Address
- 902 Harrison Street Frenchtown, Hunterdon County, New Jersey, 08825 United States
- Coordinates: 40°32′03″N 75°03′45″W﻿ / ﻿40.534055°N 75.062556°W

District information
- Grades: PreK-8
- Superintendent: James Hintenach
- Business administrator: Teresa O'Brien
- Schools: 1

Students and staff
- Enrollment: 104 (as of 2023–24)
- Faculty: 15.6 FTEs
- Student–teacher ratio: 6.7:1

Other information
- District Factor Group: FG
- Website: www.frenchtownschool.org
| Ind. | Per pupil | District spending | Rank (*) | K-8 average | %± vs. average |
| 1A | Total Spending | $19,928 | 43 | $18,891 | 5.5% |
| 1 | Budgetary Cost | 15,629 | 43 | 14,159 | 10.4% |
| 2 | Classroom Instruction | 9,674 | 46 | 8,659 | 11.7% |
| 6 | Support Services | 2,510 | 36 | 2,167 | 15.8% |
| 8 | Administrative Cost | 1,365 | 10 | 1,547 | −11.8% |
| 10 | Operations & Maintenance | 1,841 | 41 | 1,612 | 14.2% |
| 13 | Extracurricular Activities | 175 | 44 | 104 | 68.3% |
| 16 | Median Teacher Salary | 54,770 | 20 | 61,136 |
Data from NJDoE 2014 Taxpayers' Guide to Education Spending. *Of K-8 districts with up to 400 students. Lowest spending=1; Highest=71

= Frenchtown School District =

School district in Hunterdon County, New Jersey, US

The Frenchtown School District is a community public school district that serves students in pre-kindergarten through eighth grade from Frenchtown, in Hunterdon County, in the U.S. state of New Jersey.

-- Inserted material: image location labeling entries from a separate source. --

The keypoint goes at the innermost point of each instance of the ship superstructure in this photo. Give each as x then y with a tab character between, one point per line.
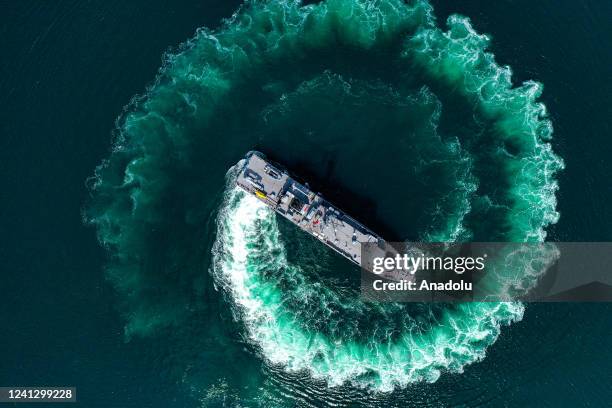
304	208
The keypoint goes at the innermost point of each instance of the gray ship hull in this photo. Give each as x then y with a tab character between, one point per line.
305	208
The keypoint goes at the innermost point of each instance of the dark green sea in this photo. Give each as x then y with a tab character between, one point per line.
133	270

As of the 2023–24 school year, the district, comprised of one school, had an enrollment of 104 students and 15.6 classroom teachers (on an FTE basis), for a student–teacher ratio of 6.7:1.

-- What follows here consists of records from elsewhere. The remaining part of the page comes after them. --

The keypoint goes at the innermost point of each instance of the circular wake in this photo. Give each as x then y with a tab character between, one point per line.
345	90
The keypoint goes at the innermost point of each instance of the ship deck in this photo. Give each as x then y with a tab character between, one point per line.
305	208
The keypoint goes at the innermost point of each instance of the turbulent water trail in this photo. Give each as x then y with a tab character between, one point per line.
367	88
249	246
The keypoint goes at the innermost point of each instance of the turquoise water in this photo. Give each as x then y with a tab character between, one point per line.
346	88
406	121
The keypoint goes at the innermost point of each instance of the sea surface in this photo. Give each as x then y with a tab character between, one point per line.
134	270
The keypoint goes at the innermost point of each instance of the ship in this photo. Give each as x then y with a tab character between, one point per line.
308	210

The district participates in the Interdistrict Public School Choice Program, which allows non-resident students to attend school in the district at no cost to their parents, with tuition covered by the resident district. Available slots are announced annually by grade.

Public school students in ninth through twelfth grades attend the Delaware Valley Regional High School in Frenchtown, which serves students in western Hunterdon County from Alexandria, Holland and Kingwood Townships along with the boroughs of Frenchtown and Milford. As of the 2023–24 school year, the high school had an enrollment of 692 students and 61.5 classroom teachers (on an FTE basis), for a student–teacher ratio of 11.3:1.
==History==
Prior to the completion of Delaware Valley Regional High School, which opened in September 1959, students from Frenchtown had attended Frenchtown High School, which held its final graduation ceremonies in June 1959. The school building had been built in 1925 to serve grades K-12, with the high school on the top floor. The school building was named for Edith Ort Thomas, who served as a teacher and board member for a half century.

In the 2016–17 school year, Frenchtown was tied for the 18th-smallest enrollment of any school district in the state, with 129 students.

The district had been classified by the New Jersey Department of Education as being in District Factor Group "FG", the fourth-highest of eight groupings. District Factor Groups organize districts statewide to allow comparison by common socioeconomic characteristics of the local districts. From lowest socioeconomic status to highest, the categories are A, B, CD, DE, FG, GH, I and J.

==School==
Edith Ort Thomas Elementary School had an enrollment of 108 students in the 2021–22 school year.

==Administration==
Core members of the school's administration are:
- James Hintenach, superintendent
- Teresa O'Brien, business administrator / board secretary

==Board of education==
The district's board of education, comprised of seven members, sets policy and oversees the fiscal and educational operation of the district through its administration. As a Type II school district, the board's trustees are elected directly by voters to serve three-year terms of office on a staggered basis, with either two or three seats up for election each year held (since 2012) as part of the November general election. The board appoints a superintendent to oversee the district's day-to-day operations and a business administrator to supervise the business functions of the district. In February 2012, elections were shifted from April to November.